Joanna had not expected to be invited to the party Pauline Downs was giving for Adam; she had been surprised when Hugh asked her to go. "Adam will want you there," he had said, "and it will give you an opportunity to talk to Frank, meet other people who might be of help. But I think that if anyone is likely to help you in your search, it's Frank."
And so they rode through the hot November sun, past newly shorn flocks of sheep grazing in fields that were starting to scorch. Adam rode in silence, sitting between Hugh and Joanna in the wagon. He was wearing brand-new clothes, and his hair had been slicked down. It had been explained to him where they were going and why, but Adam had not understood. What was a party, and why was it being given to him? Hugh was also wearing his best clothes: a handsome dark-brown suede jacket over a white shirt with no tie, dark brown pants and boots polished to a sherry-colored shine; the familiar bush hat on his head. And Joanna was wearing a yellow satin dress with a matching yellow hat.
They had left Sarah at home; the question of bringing her had not even come up, though Sarah was already proving to be a good companion for Adam. A bed had been fixed up for her on the veranda, and Joanna had altered two of her own dresses to fit the girl. Sarah had begun to help take care of the cabin and to collect wild herbs and roots for Joanna, but mostly Joanna was training Sarah to look after Adam. She was
patient with him, taking him into the woods and telling him stories about the animals that lived there—myths such as "How the Koala Lost His Tail," and "Why the Tortoise Has a Shell." She encouraged him to talk, to take his time and try to repeat words after her; although his progress was slow, he was starting to improve.
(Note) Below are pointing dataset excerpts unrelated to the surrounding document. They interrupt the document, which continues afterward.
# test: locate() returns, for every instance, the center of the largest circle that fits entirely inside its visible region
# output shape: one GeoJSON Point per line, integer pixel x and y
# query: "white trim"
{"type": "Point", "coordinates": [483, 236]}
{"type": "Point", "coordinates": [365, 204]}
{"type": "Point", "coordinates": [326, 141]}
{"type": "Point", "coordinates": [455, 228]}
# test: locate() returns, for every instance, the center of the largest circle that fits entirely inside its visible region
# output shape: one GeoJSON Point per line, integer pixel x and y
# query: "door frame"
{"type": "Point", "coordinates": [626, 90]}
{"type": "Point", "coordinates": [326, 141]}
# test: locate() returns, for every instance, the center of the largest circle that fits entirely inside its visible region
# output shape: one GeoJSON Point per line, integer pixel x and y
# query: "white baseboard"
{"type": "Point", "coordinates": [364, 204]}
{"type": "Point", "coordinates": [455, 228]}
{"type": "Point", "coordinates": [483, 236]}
Joanna often caught the girl staring at her, and although Sarah always smiled and talked and seemed interested in Joanna's knowledge of healing, she remained an enigma. Joanna had hoped to learn about sacred Aboriginal things from Sarah; she had asked her about the singing, and the objects she had found at the cabin door—had even asked her what she was protecting Joanna from—but so far Sarah either did not understand or pretended not to understand Joanna's questions. But there was a dignity about her, and she seemed to have a special knowledge of natural things, such as knowing that it was going to rain even when the sky was cloudless.
"Pinky!" Adam cried suddenly, pointing.
Coming toward them down the road was Mr. Shapiro's gaily painted wagon, swaying and creaking, with pots and pans clanging on the sides. Pinky, the old horse, came to a halt alongside Westbrook's wagon before Mr. Shapiro reined her in.
"Good day to you, sir," the old peddler called, tipping his battered hat. "What a lucky coincidence to run into you like this. I was just on my way to Merinda. Here you go, Miss Drury," he said as he reached inside his coat. "I've brought you your mail."
"Thank you, Mr. Shapiro," Joanna said. Since there was no postal service in the Western District, bringing mail to one's neighbors was a courtesy practiced by everyone. Joanna read the address on the envelope. It was from the Church of England Mission headquarters, in Sydney—a response to her inquiry about her grandparents.